Après avoir passé le portail de l’entrée, Judd et Isaac se retrouvent finalement face à la porte. Suivi d’Isaac, Judd rentre à l’intérieur en regardant vers le sol, et il est surpris d’entendre un “Bon anniversaire” en chorale, hurlé par une quinzaine d’invités. Judd esquisse un sourire forcé, parce qu’il est surpris et ne sait pas comment réagir. Alors qu’Isaac l’enlace de son bras droit, le secouant un peu pour le faire réagir, plusieurs invités s’approchent de lui.
« Bon anniversaire mon Judd ! s’exclame Olga en sautant au cou de Judd, bousculant Isaac par la même occasion.
- Enfin la majorité, on va fêter ça en grandes pompes alors j’espère que t’es en forme ! lui lance Ghazi, levant la bouteille qu’il a en main, tout en s’approchant de lui.
- Tu vas voir qu’on se fait vite à la majorité, en fait c’est juste déstabilisant au début… dit Pumon, en s’avançant d’un pas tranquille vers Judd, déjà un verre à la main. »
D’autres invités s’approchent de Judd, mais il ne fait plus attention à ce qu’ils lui disent, de nouveau perdu dans ses pensées.
« Une fête surprise… La surprise, c’est le sentiment que j’ai réellement ressenti en découvrant tout ça dans ma maison, je l’ai pas simulé.

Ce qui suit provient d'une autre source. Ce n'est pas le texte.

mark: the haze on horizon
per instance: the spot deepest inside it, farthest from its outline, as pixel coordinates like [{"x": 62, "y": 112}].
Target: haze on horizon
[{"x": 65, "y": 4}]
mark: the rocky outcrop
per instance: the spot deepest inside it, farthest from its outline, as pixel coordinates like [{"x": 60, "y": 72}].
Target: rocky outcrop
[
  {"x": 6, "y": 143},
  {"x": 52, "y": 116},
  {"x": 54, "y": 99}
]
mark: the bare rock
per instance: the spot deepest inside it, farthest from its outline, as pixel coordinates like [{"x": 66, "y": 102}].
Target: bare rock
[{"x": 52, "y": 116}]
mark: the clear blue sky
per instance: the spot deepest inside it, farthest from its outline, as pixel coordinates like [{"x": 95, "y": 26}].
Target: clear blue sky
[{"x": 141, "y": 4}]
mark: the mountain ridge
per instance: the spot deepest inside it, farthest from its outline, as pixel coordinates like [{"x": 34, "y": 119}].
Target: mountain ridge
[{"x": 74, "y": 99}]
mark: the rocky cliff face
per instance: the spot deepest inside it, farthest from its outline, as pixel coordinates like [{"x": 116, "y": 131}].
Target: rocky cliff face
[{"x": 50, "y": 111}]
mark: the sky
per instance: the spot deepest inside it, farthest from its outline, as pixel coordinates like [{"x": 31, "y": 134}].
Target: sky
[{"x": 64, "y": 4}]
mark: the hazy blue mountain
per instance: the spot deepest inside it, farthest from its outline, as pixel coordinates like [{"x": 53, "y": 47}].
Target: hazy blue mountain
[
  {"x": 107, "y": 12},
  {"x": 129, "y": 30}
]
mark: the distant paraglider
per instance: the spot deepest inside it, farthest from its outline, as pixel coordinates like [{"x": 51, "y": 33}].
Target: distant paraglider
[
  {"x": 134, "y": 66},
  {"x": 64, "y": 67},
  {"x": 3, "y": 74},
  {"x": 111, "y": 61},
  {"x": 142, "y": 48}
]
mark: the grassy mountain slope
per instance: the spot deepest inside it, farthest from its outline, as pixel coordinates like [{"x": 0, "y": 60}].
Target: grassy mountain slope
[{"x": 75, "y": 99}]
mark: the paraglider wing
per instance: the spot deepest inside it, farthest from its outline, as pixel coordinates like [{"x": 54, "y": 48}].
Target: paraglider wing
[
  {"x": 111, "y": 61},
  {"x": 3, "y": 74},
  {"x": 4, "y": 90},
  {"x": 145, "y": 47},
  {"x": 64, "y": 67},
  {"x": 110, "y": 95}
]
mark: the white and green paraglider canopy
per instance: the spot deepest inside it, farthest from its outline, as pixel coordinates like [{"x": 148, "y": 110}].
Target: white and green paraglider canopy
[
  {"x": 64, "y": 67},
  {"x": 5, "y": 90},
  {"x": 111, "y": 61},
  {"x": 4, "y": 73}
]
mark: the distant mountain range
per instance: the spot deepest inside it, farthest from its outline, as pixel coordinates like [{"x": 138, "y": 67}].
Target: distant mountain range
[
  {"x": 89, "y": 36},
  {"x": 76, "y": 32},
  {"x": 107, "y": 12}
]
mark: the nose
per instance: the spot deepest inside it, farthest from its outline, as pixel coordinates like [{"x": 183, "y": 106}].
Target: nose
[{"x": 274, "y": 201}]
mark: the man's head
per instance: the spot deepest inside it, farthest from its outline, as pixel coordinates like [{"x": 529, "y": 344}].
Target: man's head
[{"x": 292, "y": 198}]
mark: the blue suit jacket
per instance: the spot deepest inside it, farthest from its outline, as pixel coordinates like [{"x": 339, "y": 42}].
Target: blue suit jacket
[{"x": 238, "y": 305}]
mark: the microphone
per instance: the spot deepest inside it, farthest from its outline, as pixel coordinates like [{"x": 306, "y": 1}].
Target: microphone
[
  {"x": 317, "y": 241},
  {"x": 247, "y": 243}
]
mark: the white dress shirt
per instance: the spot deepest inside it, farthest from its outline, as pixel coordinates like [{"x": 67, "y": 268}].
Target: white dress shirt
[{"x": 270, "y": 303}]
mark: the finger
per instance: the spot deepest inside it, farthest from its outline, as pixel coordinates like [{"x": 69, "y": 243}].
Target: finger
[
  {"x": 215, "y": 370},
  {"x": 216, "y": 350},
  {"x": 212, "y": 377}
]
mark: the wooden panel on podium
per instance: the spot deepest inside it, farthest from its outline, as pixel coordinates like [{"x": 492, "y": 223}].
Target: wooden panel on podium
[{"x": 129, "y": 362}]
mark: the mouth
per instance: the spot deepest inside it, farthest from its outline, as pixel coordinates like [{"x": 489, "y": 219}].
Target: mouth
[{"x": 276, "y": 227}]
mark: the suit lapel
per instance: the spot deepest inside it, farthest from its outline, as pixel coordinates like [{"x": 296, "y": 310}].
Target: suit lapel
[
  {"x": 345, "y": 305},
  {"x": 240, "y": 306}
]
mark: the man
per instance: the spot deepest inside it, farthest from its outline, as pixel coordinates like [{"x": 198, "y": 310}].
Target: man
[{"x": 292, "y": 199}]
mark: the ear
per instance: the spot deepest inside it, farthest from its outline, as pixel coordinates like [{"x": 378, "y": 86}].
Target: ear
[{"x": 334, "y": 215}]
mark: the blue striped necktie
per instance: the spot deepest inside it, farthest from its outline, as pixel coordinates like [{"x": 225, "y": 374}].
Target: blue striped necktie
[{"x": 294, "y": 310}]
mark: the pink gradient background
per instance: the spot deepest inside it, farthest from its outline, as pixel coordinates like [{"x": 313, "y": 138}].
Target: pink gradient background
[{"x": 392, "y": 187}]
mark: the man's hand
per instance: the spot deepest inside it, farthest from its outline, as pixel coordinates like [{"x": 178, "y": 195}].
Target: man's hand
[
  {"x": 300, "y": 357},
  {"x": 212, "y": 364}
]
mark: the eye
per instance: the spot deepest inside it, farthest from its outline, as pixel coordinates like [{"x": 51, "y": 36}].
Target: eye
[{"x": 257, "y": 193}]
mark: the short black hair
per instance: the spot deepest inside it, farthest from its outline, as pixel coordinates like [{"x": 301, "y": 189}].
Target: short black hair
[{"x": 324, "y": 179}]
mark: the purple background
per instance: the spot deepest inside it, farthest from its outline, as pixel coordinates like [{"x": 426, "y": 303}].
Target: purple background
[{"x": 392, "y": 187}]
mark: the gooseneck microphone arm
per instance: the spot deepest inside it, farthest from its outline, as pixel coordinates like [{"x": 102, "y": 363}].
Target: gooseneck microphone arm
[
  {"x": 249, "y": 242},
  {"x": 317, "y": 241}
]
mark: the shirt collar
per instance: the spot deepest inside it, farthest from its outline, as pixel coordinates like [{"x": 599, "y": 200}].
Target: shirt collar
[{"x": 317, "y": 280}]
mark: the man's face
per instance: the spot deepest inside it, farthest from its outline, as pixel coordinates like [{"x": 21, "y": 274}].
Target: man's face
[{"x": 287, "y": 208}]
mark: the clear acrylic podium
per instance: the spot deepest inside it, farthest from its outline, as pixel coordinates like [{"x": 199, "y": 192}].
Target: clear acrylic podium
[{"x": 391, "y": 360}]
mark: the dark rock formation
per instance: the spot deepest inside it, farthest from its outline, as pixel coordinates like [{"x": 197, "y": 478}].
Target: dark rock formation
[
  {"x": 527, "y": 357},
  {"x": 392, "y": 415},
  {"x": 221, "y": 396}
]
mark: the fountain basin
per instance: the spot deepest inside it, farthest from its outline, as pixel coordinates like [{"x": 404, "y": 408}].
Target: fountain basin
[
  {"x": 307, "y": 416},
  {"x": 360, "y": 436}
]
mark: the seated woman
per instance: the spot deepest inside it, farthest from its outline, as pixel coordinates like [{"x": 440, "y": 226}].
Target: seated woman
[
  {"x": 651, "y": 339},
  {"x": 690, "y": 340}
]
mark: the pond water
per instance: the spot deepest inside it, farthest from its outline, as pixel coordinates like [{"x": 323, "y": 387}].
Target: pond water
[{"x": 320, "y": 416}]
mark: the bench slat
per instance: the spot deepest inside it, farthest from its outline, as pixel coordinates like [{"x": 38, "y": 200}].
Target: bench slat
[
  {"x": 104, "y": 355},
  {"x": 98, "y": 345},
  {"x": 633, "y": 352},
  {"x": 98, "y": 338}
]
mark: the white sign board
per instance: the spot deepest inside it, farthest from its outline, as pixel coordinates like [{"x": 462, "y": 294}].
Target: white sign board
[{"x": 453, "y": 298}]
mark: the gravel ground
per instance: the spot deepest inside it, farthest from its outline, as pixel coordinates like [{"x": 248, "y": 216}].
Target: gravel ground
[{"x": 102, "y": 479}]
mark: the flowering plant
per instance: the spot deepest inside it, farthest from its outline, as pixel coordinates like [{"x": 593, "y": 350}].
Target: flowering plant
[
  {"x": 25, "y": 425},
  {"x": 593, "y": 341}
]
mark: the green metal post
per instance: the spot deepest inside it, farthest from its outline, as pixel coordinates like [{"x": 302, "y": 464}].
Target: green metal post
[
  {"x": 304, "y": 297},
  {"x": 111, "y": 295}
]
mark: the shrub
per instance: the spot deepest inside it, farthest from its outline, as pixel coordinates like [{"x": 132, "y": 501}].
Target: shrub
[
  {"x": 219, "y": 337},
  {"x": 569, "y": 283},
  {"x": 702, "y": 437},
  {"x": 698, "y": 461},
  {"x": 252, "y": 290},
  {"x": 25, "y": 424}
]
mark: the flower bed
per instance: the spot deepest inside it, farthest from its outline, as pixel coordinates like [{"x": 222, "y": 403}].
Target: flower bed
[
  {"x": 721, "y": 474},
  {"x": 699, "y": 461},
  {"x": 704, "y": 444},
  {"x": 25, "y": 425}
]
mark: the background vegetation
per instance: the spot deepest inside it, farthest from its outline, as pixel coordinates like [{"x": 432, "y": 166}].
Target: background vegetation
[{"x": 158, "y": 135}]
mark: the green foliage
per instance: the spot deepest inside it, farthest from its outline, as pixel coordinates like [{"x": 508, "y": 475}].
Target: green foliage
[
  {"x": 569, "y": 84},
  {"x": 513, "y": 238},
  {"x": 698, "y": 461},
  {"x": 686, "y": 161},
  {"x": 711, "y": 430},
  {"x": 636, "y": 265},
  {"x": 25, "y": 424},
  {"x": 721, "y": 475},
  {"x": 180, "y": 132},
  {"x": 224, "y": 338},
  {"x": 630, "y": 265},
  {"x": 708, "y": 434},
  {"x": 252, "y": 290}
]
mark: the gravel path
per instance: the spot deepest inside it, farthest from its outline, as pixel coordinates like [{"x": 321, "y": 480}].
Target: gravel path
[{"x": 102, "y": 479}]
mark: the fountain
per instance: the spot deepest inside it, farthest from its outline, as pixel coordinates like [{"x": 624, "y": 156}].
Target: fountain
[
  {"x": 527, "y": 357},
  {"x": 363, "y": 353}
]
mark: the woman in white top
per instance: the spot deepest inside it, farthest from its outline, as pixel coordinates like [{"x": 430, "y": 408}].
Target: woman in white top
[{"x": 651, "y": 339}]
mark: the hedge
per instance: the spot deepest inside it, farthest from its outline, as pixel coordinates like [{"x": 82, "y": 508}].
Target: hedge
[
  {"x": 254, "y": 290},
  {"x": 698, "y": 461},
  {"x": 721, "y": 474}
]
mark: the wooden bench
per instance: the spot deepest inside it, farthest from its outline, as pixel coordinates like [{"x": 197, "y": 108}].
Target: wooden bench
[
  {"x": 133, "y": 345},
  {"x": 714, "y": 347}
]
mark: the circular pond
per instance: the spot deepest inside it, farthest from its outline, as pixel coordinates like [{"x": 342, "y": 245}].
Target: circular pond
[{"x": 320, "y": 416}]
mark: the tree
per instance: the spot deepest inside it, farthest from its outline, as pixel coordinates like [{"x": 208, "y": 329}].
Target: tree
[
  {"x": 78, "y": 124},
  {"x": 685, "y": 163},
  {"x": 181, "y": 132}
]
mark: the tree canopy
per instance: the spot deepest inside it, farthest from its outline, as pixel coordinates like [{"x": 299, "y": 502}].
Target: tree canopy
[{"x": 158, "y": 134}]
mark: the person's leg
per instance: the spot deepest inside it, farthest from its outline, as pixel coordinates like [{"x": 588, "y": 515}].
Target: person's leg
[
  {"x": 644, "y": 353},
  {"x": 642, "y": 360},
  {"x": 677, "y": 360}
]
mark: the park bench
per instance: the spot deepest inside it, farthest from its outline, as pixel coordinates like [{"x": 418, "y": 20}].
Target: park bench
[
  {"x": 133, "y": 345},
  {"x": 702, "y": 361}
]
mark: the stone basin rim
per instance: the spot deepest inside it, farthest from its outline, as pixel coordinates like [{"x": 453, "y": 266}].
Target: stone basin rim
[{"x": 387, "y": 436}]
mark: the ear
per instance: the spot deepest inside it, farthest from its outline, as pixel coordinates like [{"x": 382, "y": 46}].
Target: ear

Mais c’est tout, depuis cet instant, je simule ma joie, je simule mon plaisir d’être ici, parce que j’ai l’impression que tout ça est un prétexte. Mon anniversaire est un prétexte pour faire la fête chez moi. C’est une soirée normale, tout le monde boit, fume, ils baiseraient si l’envie leur prenait… Mais je suis même pas sûr d’apprécier la moitié des gens qui ont été invitées. »
Plus tard, la fête bat son plein dans le jardin derrière la maison. Il y a plusieurs groupes répartis dans différents coins du jardin, alors que Judd est seul, près des boissons, un verre à la main, et Isaac vient le rejoindre.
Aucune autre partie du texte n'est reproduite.